Dear fellow human beings; fellow breathers –
Currently playing at DalekoArts is an off-beat and heartrending play called Middletown by Will Eno. Hard to define in certain terms, I will often describe it to people as “Our Town for the 21st Century”, even though I know that that doesn’t nearly complete the picture.
While both plays tell their stories though a “slice of life” framework – depicting real people in a real community – showing life as it is now, Middletown delves so much more into the subtle and truly undefinable moments of human interaction. Characters will converse and say nonsensical things, yet understand. Characters will mumble and murmur and mouth whole lines that manage to leave the audience scratching their heads yet nodding at the same time. Some scenes take place in outer space and some scenes take place in a household kitchen. Babies are born and people die. Eno’s point in all this is to show Life through every angle he can, with every literary technique at his disposal.

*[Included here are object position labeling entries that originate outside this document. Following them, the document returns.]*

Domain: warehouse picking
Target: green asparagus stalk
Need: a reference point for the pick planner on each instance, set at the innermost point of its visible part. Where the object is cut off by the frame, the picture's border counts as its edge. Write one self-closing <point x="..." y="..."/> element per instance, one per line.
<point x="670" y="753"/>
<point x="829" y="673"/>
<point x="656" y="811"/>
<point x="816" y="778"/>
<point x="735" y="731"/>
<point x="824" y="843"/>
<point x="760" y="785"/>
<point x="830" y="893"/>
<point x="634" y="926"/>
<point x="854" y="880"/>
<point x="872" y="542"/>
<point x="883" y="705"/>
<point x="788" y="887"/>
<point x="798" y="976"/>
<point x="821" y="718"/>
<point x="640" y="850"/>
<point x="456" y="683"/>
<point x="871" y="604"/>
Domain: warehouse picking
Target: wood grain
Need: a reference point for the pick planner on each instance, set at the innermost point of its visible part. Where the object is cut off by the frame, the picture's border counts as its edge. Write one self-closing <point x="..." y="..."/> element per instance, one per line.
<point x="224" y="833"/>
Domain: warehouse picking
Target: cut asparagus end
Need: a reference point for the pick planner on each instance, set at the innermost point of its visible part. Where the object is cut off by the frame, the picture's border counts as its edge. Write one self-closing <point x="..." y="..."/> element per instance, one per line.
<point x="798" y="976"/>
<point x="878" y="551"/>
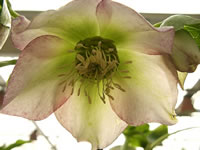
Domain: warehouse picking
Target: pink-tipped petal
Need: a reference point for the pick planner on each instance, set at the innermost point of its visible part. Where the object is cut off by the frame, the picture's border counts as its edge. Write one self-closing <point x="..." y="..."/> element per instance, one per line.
<point x="96" y="122"/>
<point x="34" y="89"/>
<point x="131" y="31"/>
<point x="151" y="93"/>
<point x="20" y="35"/>
<point x="72" y="22"/>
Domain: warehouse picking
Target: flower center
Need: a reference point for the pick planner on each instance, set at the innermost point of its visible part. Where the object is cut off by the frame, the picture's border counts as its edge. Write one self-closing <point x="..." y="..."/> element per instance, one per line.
<point x="96" y="58"/>
<point x="96" y="61"/>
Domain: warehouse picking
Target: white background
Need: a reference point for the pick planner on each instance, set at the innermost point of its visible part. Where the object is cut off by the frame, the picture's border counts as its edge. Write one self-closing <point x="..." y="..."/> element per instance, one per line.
<point x="13" y="128"/>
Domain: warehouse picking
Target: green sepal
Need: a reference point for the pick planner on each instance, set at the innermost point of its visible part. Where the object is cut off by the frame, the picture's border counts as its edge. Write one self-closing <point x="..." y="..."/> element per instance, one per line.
<point x="16" y="144"/>
<point x="8" y="62"/>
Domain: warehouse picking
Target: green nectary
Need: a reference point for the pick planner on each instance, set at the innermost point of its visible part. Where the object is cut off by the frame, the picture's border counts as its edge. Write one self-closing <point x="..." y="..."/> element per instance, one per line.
<point x="96" y="58"/>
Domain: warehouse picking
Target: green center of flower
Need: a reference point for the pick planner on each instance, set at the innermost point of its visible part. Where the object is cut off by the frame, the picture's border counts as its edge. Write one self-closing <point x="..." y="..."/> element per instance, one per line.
<point x="96" y="62"/>
<point x="96" y="58"/>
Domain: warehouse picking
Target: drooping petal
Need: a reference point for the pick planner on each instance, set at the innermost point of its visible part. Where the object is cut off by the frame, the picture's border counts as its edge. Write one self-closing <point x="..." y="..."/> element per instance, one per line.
<point x="95" y="122"/>
<point x="5" y="23"/>
<point x="72" y="22"/>
<point x="182" y="77"/>
<point x="131" y="31"/>
<point x="20" y="36"/>
<point x="151" y="93"/>
<point x="186" y="53"/>
<point x="34" y="89"/>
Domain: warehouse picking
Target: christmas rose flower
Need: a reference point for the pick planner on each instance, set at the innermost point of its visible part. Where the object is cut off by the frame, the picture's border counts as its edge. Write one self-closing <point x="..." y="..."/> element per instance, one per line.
<point x="98" y="65"/>
<point x="5" y="23"/>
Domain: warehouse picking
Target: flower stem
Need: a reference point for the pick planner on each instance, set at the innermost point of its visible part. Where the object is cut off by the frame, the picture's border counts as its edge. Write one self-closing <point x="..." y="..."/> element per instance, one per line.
<point x="126" y="146"/>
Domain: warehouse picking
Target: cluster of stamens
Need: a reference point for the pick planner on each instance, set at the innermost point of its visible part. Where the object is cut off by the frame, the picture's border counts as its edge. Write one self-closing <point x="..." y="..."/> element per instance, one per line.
<point x="96" y="61"/>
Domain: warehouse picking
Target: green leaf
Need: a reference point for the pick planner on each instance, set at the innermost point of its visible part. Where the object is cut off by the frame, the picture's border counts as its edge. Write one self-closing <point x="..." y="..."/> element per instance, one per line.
<point x="179" y="21"/>
<point x="194" y="31"/>
<point x="131" y="130"/>
<point x="9" y="62"/>
<point x="163" y="137"/>
<point x="16" y="144"/>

What you end up watching then is a two act play that manages to charm and knock your emotional socks off by the final blackout.
Even I as the assistant director, who’s probably seen the play about thirty times, never tired from the language and the actors speaking it. Therein lies the mastery of the playwright’s talents. Will Eno is really good at what he does! Despite being a late-bloomer to playwriting, he had run in with literary art in 1996 when he was invited to tune his fiction capabilities at an Edward F. Albee Foundation workshop in Montauk, Long Island. His first commercial success in New York was Thom Pain (based on nothing) in 2005. Citing Samuel Beckett as a huge inspiration, the play is a one-person monologue about trials and tribulations of life. Charles Isherwood, in his New York Times review, says it best:
Mr. Eno’s voice is so assuredly his own, simultaneously delicate and audacious in its measurements of poetry, philosophy and Monty Pythonesque silliness, that he should be allowed to speak for himself, in full.

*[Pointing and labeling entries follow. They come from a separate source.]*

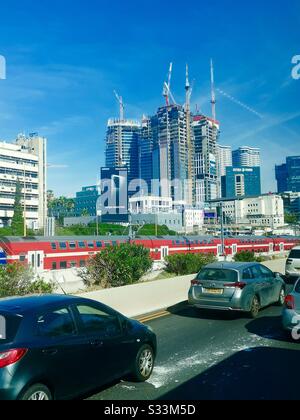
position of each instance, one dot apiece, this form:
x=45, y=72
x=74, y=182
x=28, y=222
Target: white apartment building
x=246, y=157
x=224, y=158
x=193, y=220
x=24, y=161
x=150, y=205
x=264, y=210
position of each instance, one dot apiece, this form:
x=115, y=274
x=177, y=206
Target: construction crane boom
x=213, y=92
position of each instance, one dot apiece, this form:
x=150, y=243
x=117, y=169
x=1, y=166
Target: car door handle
x=97, y=343
x=50, y=352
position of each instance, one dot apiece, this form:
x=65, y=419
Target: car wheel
x=144, y=364
x=255, y=307
x=37, y=392
x=281, y=298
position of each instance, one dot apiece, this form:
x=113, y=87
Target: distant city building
x=86, y=201
x=122, y=142
x=114, y=195
x=170, y=152
x=24, y=161
x=145, y=154
x=224, y=159
x=246, y=157
x=288, y=175
x=241, y=182
x=259, y=211
x=292, y=203
x=207, y=179
x=150, y=204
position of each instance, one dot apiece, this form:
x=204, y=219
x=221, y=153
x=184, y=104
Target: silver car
x=291, y=312
x=292, y=269
x=246, y=287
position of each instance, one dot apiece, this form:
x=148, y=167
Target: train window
x=63, y=265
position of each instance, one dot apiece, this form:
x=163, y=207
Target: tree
x=117, y=266
x=17, y=224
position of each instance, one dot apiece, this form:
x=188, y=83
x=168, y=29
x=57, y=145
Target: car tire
x=281, y=298
x=255, y=308
x=143, y=364
x=37, y=392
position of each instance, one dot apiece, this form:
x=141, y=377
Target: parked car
x=244, y=287
x=60, y=347
x=291, y=311
x=292, y=269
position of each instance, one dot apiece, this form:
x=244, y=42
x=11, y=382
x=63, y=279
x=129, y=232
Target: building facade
x=86, y=201
x=207, y=180
x=246, y=157
x=122, y=142
x=241, y=182
x=288, y=175
x=24, y=162
x=259, y=211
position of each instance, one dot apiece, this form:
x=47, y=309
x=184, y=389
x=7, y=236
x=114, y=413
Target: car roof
x=232, y=265
x=21, y=305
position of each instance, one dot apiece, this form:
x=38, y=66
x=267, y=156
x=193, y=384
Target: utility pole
x=25, y=225
x=222, y=229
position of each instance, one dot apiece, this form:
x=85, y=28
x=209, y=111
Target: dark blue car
x=61, y=347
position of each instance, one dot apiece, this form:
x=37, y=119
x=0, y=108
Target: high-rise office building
x=24, y=161
x=145, y=153
x=207, y=180
x=122, y=146
x=246, y=157
x=241, y=182
x=170, y=153
x=224, y=158
x=288, y=175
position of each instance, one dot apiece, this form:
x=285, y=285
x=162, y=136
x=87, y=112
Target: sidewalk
x=145, y=298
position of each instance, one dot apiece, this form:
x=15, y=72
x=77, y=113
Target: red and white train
x=57, y=253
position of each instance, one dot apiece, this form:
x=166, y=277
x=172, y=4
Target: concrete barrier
x=144, y=298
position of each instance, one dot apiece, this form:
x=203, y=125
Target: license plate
x=214, y=291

Thom Pain went on to be a finalist for the Pulitzer Prize (bested by John Patrick Shanley’s Doubt) and another well-known play of his is The Realistic Joneses.

As for our production at DalekoArts, director Anne M. Byrd and the team has struck upon Eno’s trademark philosophy and silliness. I’m certainly happy to return to New Prague after a couple stints as an actor (Wait Until Dark and Snowed Inn), and can’t wait for audiences to laugh, cry and scratch their heads this time around.